AlphaGo became the first household AI name by teaching itself to play the ancient Chinese game Go and then beating the world’s best human player. Self-driving cars use AI systems to learn to park or merge into traffic by practicing the maneuvers over and over until they get it right.
It’s clear that AI programs are good at training themselves to win, maximize, or perfect. But what if success means striking a balance?
In cancer treatments, doctors endeavor to dose patients with enough drugs to kill as many tumor cells as possible but as few patient cells as possible. In other words, they balance shrinking a tumor with minimizing side effects.
“We said, ‘Wait. This sounds like a machine-learning search problem and optimization issue,’ ” says Pratik Shah, an MIT Media Lab principal investigator. “We thought we could do something to understand the process better.”
Today at the 2018 Machine Learning for Healthcare conference at Stanford University, Shah and researcher Gregory Yauney will present a self-learning artificial intelligence model that undertakes that balancing act. Trained with real patient data, their AI model predicts individual dosing regimens that shrink tumors while minimizing side effects for a deadly form of brain cancer.
Currently doctors typically choose how to dose a patient using protocols based on animal studies and past clinical trials, some from the 1950s or earlier. Shah figured there was room for improvement. He and Yauney decided to focus on glioblastoma, a type of brain cancer, because it is treated aggressively with large doses of chemotherapy and radiation therapy to shrink the tumors as quickly as possible. That also means the treatment can make patients very, very sick.
“Our goal was to reduce toxicity and dosing for patients who unfortunately have this disease,” says Shah.
It wasn’t an easy goal to achieve. First, they approached it as a classification problem that needed a supervised neural network. That didn’t work. “The search data is too large, and even humans don’t know the right answer,” says Shah. Next, they thought maybe it was an automation problem: The system just needed to be told what to do. It wasn’t. That system simply threw drugs at the problem, suggesting more doses than seemed appropriate.
Ultimately, they turned to reinforcement learning (RL), a technique in which an AI agent learns through trial and error to favor a certain behavior in order to maximize a reward. That’s how Google’s DeepMind wins at so many games, for example.

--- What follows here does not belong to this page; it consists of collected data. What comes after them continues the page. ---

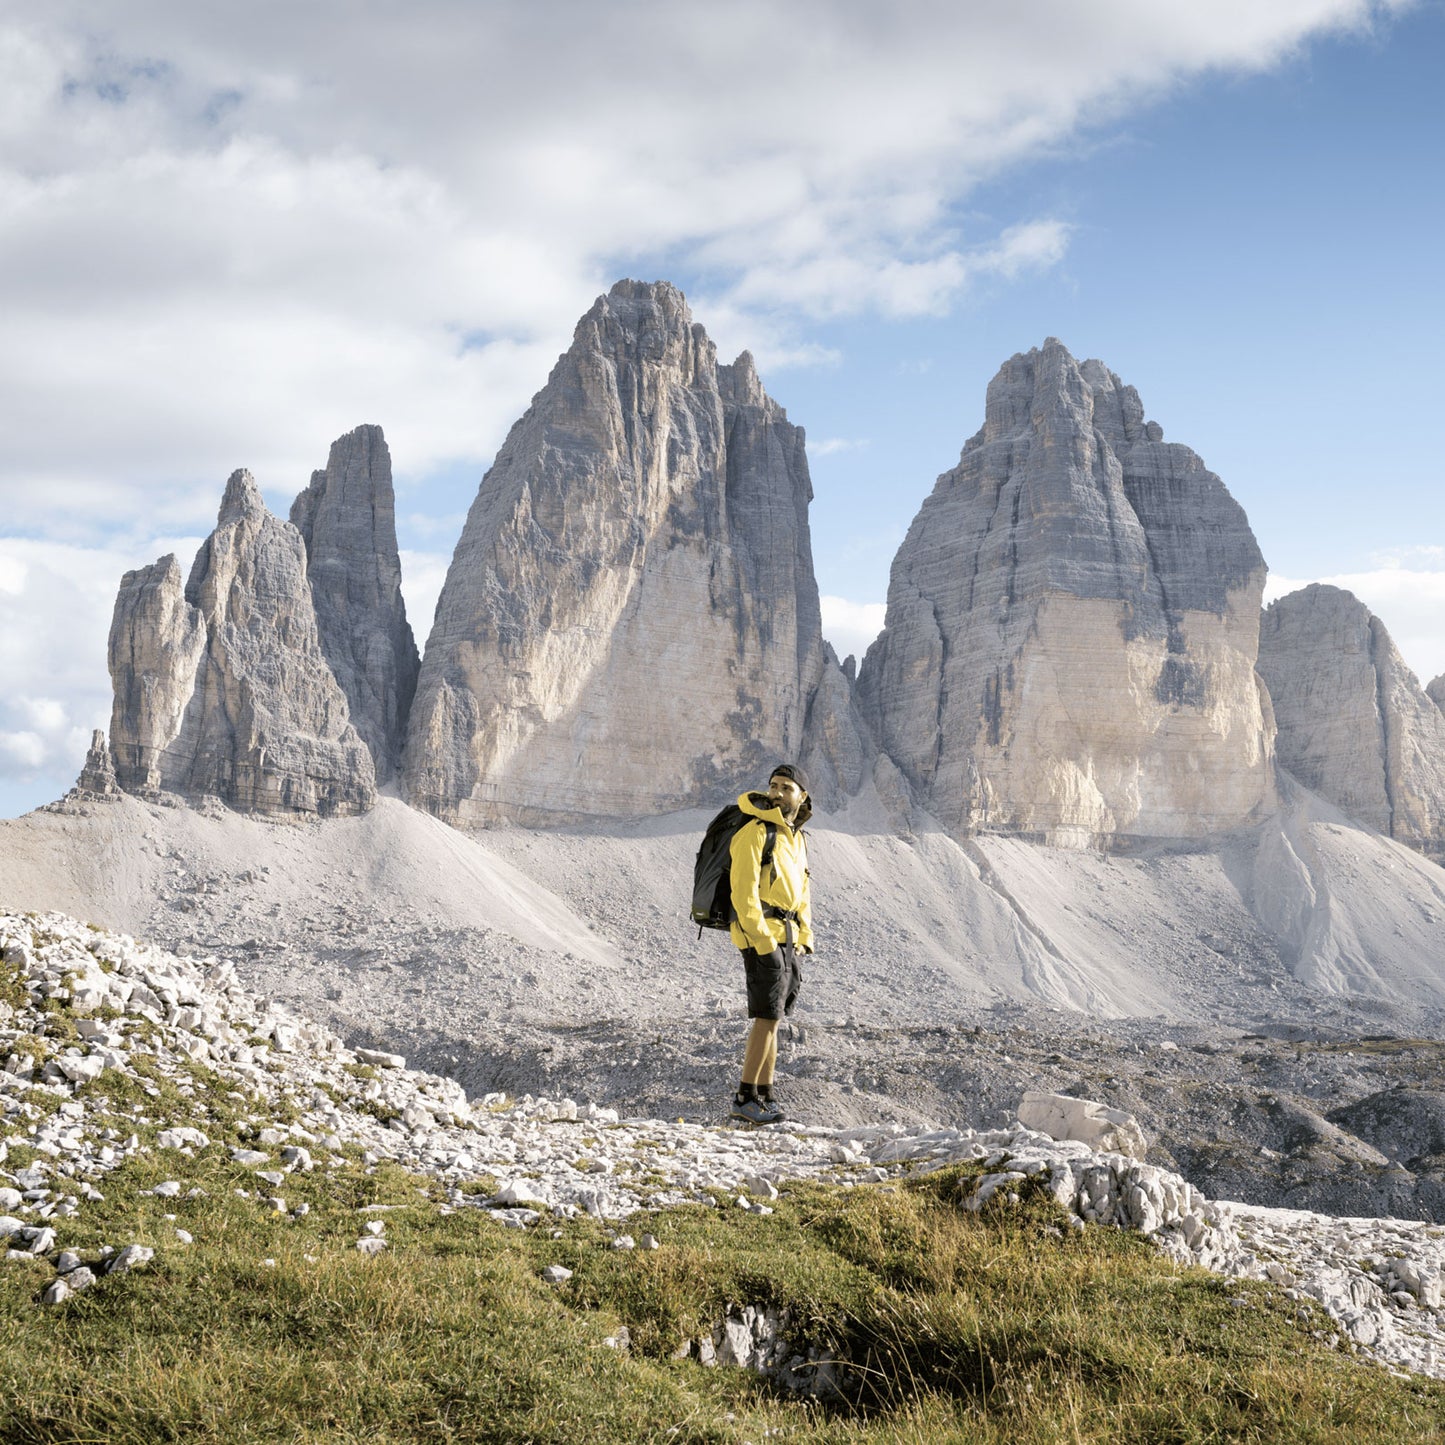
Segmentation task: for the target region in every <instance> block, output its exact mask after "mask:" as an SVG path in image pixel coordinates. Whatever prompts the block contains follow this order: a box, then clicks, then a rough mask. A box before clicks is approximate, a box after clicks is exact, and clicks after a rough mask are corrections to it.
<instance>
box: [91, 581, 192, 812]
mask: <svg viewBox="0 0 1445 1445" xmlns="http://www.w3.org/2000/svg"><path fill="white" fill-rule="evenodd" d="M205 642H207V634H205V620H204V618H202V617H201V613H199V611H198V610H197V608H195V607H192V605H191V604H189V603H188V601H186V597H185V585H184V582H182V579H181V564H179V562H178V561H176V558H175V555H173V553H172V555H169V556H163V558H160V561H159V562H152V564H150V566H142V568H137V569H136V571H134V572H127V574H126V575H124V577H123V578H121V579H120V592H118V594H117V597H116V611H114V616H113V620H111V624H110V646H108V660H110V676H111V683H113V685H114V702H113V705H111V715H110V737H111V749H113V753H114V760H116V777H117V780H118V783H120V786H121V788H123V789H124V790H126V792H129V793H153V792H159V790H160V788H162V786H163V773H165V763H166V750H168V749H169V747H171V744H172V743H175V740H176V737H178V736H179V733H181V720H182V718H184V717H185V709H186V705H188V704H189V702H191V699H192V696H194V695H195V691H197V672H198V669H199V666H201V657H202V655H204V653H205ZM171 772H172V773H173V772H175V764H173V763H172V767H171Z"/></svg>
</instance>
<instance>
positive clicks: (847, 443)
mask: <svg viewBox="0 0 1445 1445" xmlns="http://www.w3.org/2000/svg"><path fill="white" fill-rule="evenodd" d="M867 445H868V439H867V438H866V436H860V438H854V439H850V438H847V436H825V438H824V439H822V441H821V442H809V444H808V457H809V458H811V460H814V461H815V460H816V458H819V457H835V455H837V454H838V452H845V451H863V449H864V448H866V447H867Z"/></svg>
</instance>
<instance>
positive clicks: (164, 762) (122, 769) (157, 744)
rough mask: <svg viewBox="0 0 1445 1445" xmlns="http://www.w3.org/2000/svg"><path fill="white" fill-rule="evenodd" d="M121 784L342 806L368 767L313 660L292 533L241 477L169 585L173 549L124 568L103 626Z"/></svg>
mask: <svg viewBox="0 0 1445 1445" xmlns="http://www.w3.org/2000/svg"><path fill="white" fill-rule="evenodd" d="M110 672H111V679H113V682H114V688H116V699H114V708H113V712H111V728H110V736H111V744H113V751H114V757H116V773H117V779H118V782H120V786H121V788H123V789H126V790H127V792H139V793H155V792H158V790H163V792H172V793H181V795H182V796H188V798H197V796H205V795H214V796H218V798H221V799H223V801H224V802H227V803H230V805H231V806H233V808H237V809H240V811H243V812H262V814H288V812H292V814H322V815H338V814H355V812H364V811H366V809H367V808H370V806H371V803H373V802H374V801H376V773H374V769H373V764H371V756H370V753H368V751H367V749H366V744H364V743H363V741H361V738H360V737H357V733H355V730H354V728H353V727H351V722H350V717H348V709H347V699H345V695H344V694H342V691H341V688H340V686H338V685H337V679H335V678H334V676H332V673H331V669H329V668H328V666H327V660H325V657H324V656H322V652H321V644H319V640H318V636H316V618H315V611H314V608H312V601H311V587H309V582H308V578H306V553H305V545H303V543H302V539H301V533H299V532H296V529H295V527H292V526H290V525H288V523H283V522H277V520H276V519H275V517H273V516H272V514H270V512H267V510H266V504H264V503H263V501H262V496H260V491H259V490H257V487H256V483H254V481H253V480H251V475H250V473H247V471H237V473H234V474H233V475H231V478H230V481H228V483H227V487H225V497H224V500H223V503H221V512H220V516H218V520H217V527H215V530H214V532H212V533H211V536H210V538H208V539H207V540H205V543H204V545H202V546H201V551H199V552H198V553H197V558H195V564H194V565H192V568H191V578H189V581H188V582H186V585H185V590H184V592H182V590H181V569H179V566H178V565H176V559H175V558H173V556H168V558H162V559H160V561H159V562H156V564H155V565H153V566H149V568H142V569H139V571H137V572H127V574H126V577H124V579H123V581H121V588H120V595H118V597H117V600H116V613H114V620H113V623H111V631H110Z"/></svg>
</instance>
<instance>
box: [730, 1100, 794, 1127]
mask: <svg viewBox="0 0 1445 1445" xmlns="http://www.w3.org/2000/svg"><path fill="white" fill-rule="evenodd" d="M733 1117H734V1118H741V1120H743V1121H744V1123H747V1124H776V1123H777V1121H779V1120H780V1118H782V1117H783V1111H782V1110H780V1108H777V1107H776V1105H773V1104H764V1103H763V1101H762V1100H760V1098H746V1100H743V1101H741V1103H738V1101H737V1100H736V1098H734V1100H733Z"/></svg>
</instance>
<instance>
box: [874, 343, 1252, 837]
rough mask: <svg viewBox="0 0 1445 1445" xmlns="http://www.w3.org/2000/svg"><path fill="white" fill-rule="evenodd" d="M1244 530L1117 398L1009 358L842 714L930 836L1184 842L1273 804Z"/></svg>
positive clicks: (924, 530) (939, 477) (1225, 503)
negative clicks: (858, 710) (848, 717)
mask: <svg viewBox="0 0 1445 1445" xmlns="http://www.w3.org/2000/svg"><path fill="white" fill-rule="evenodd" d="M1263 587H1264V562H1263V558H1261V556H1260V551H1259V546H1257V545H1256V542H1254V536H1253V533H1251V532H1250V526H1248V522H1247V520H1246V517H1244V513H1243V510H1241V509H1240V506H1238V504H1237V503H1235V501H1234V499H1233V497H1230V494H1228V491H1227V490H1225V488H1224V484H1222V483H1221V481H1220V478H1218V477H1215V475H1214V473H1211V471H1208V470H1207V468H1205V465H1204V462H1202V461H1201V460H1199V458H1198V457H1196V455H1195V454H1194V452H1192V451H1191V449H1189V448H1188V447H1181V445H1178V444H1168V442H1165V441H1163V434H1162V432H1160V429H1159V428H1157V426H1156V425H1155V423H1152V422H1146V420H1144V413H1143V406H1142V405H1140V400H1139V394H1137V393H1136V392H1134V389H1133V387H1127V386H1123V384H1121V383H1120V380H1118V377H1117V376H1114V374H1113V373H1111V371H1108V370H1107V368H1105V367H1104V366H1103V364H1101V363H1098V361H1085V363H1084V364H1082V366H1081V364H1079V363H1077V361H1075V360H1074V357H1071V355H1069V353H1068V351H1066V350H1065V348H1064V345H1061V344H1059V342H1058V341H1053V340H1049V341H1048V342H1045V345H1043V348H1042V350H1035V351H1029V353H1026V354H1020V355H1016V357H1013V358H1012V360H1010V361H1009V363H1006V364H1004V367H1003V368H1001V370H1000V371H998V374H997V376H996V377H994V380H993V381H991V383H990V387H988V400H987V409H985V420H984V426H983V431H980V432H978V434H977V435H975V436H974V438H971V439H970V442H968V444H967V445H965V447H964V452H962V457H961V460H959V464H958V467H957V468H955V470H954V471H951V473H945V474H944V475H942V477H939V480H938V484H936V487H935V488H933V493H932V496H931V497H929V499H928V500H926V501H925V503H923V507H922V510H920V512H919V514H918V517H916V519H915V520H913V525H912V527H910V529H909V533H907V538H906V540H905V543H903V546H902V549H900V551H899V555H897V558H896V561H894V564H893V574H892V578H890V585H889V608H887V624H886V629H884V631H883V634H881V636H880V637H879V640H877V642H876V643H874V644H873V646H871V647H870V649H868V655H867V657H866V659H864V665H863V669H861V672H860V676H858V698H860V707H861V709H863V712H864V715H866V717H867V718H868V721H870V724H871V727H873V728H874V731H876V736H877V740H879V743H880V746H881V747H883V749H884V751H887V754H889V756H890V757H892V759H893V760H894V763H897V766H899V767H900V769H902V772H903V775H905V776H906V777H907V780H909V783H910V785H912V789H913V792H915V796H916V799H918V801H919V802H922V803H923V805H925V806H928V808H929V809H931V811H932V812H933V814H935V816H938V818H939V819H941V821H942V822H944V824H945V825H948V827H951V828H955V829H959V831H965V832H971V831H980V829H984V831H1009V832H1022V834H1029V835H1038V837H1042V838H1045V840H1048V841H1051V842H1055V844H1075V845H1079V844H1101V842H1113V841H1121V840H1126V838H1131V837H1198V835H1202V834H1209V832H1215V831H1220V829H1228V828H1234V827H1238V825H1241V824H1246V822H1248V821H1251V819H1254V818H1256V816H1257V815H1260V812H1261V811H1264V809H1269V808H1270V806H1272V802H1273V769H1272V747H1270V737H1272V731H1273V722H1272V720H1270V714H1269V699H1267V696H1264V695H1263V691H1261V689H1260V688H1259V683H1257V679H1256V675H1254V653H1256V646H1257V634H1259V611H1257V608H1259V603H1260V597H1261V592H1263Z"/></svg>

But in this case, the researchers tweaked the RL model, creating what they call an “unorthodox approach.” Instead of pointing the AI agent toward a single goal, like winning a game of Go or parking a car, they programmed it to strike a balance between shrinking a tumor as much as possible and reducing the size and number of doses by action-derived rewards.
The model was trained with clinical trial data from 50 glioblastoma patients. The AI conducted about 20,000 trial-and-error test runs on simulated versions of those patients. Whenever the model initiated a dose, it would be rewarded if that dose shrunk the overall tumor size. Yet if the model chose to administer the full set of doses, it was penalized, encouraging the model to choose fewer, smaller doses when possible.
The researchers then tested the model on 50 new simulated patients. Compared to treatment regimens currently used by doctors, the regimens designed by the self-taught AI achieved significant tumor reduction while lowering the frequency and size of drug doses.
The technique has yet to be tested in real patients. The researchers are currently in discussions with regulatory agencies and academic hospitals about selecting clinical trial sites to try out the AI. Shah imagines doctors and patients might use it as a recommendation for possible dosing options, though final decisions for the foreseeable future would remain in the doctor’s hands.